Spanish home prices fell the most on record in the second quarter as the euro area’s fourth- largest economy shrank and a reduction in mortgage lending crimped demand for property.

The average price of houses and apartments declined 14.4 percent from a year earlier, the most since the measurement began in 2008, the National Statistics Institute in Madrid said today in an e-mailed statement. Prices fell 3.3 percent from the previous quarter.

“The data reflects a significant drop and confirms that prices haven’t bottomed out yet,” said Fernando Encinar, co- founder of Idealista.com, Spain’s largest property website. “Only homes that are heavily discounted will sell as access to credit has completely dried up for potential buyers.”

Spain, which forecasts an economic contraction of 1.7 percent this year, is in its second recession in three years. The country’s 25 percent unemployment rate is Europe’s highest and has diminished lending for residential real estate.

House prices more than doubled in the decade through 2007, before turning negative in the first quarter of 2008 and have since fallen by about 23 percent, data from the Ministry of Public Works show. Home prices have fallen 32.4 percent since a December 2007 peak, according to separate data from Tasaciones Inmobiliarias, Spain’s largest home appraiser.

Lending Drop

The number of Spanish homes sold declined in July for a 17th month, dropping 2.5 percent from a year earlier, according to the statistics agency.
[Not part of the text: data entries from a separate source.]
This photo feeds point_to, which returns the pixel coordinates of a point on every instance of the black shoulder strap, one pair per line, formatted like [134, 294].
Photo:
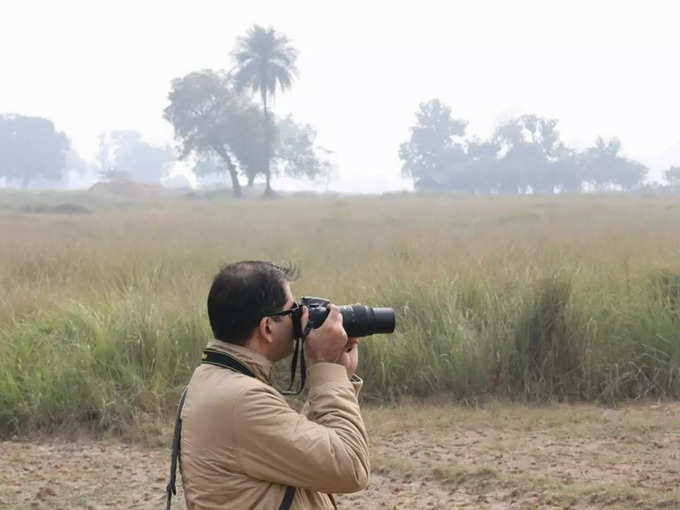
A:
[174, 451]
[210, 357]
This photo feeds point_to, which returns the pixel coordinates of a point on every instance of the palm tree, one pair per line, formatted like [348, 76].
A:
[265, 60]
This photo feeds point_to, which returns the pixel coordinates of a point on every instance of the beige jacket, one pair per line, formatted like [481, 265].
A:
[242, 444]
Mortgage lending fell 20.4 percent in June from the year-ago period, INE data shows.

The government has passed two decrees this year forcing Spanish banks to make deeper provisions for losses linked to real estate in an effort to push down prices and boost sales.

Spain built on average 675,000 homes a year from 1997 to 2006, more than France, Germany and the U.K. combined, according to a report by a unit of Spanish savings bank Cajamar.

The property bonanza that ended in 2008 has left around 2 million unsold homes in Spain, representing supply that will take a decade to absorb, according to Madrid-based property research firm R.R. de Acuna & Asociados.

“Stock isn’t being reduced and some of it will never be sold because of its quality and location,” said Fernando Rodriguez de Acuna Martinez, a partner at Acuna & Asociados. “Some of it may have to be demolished in the future to stop the slide in prices.”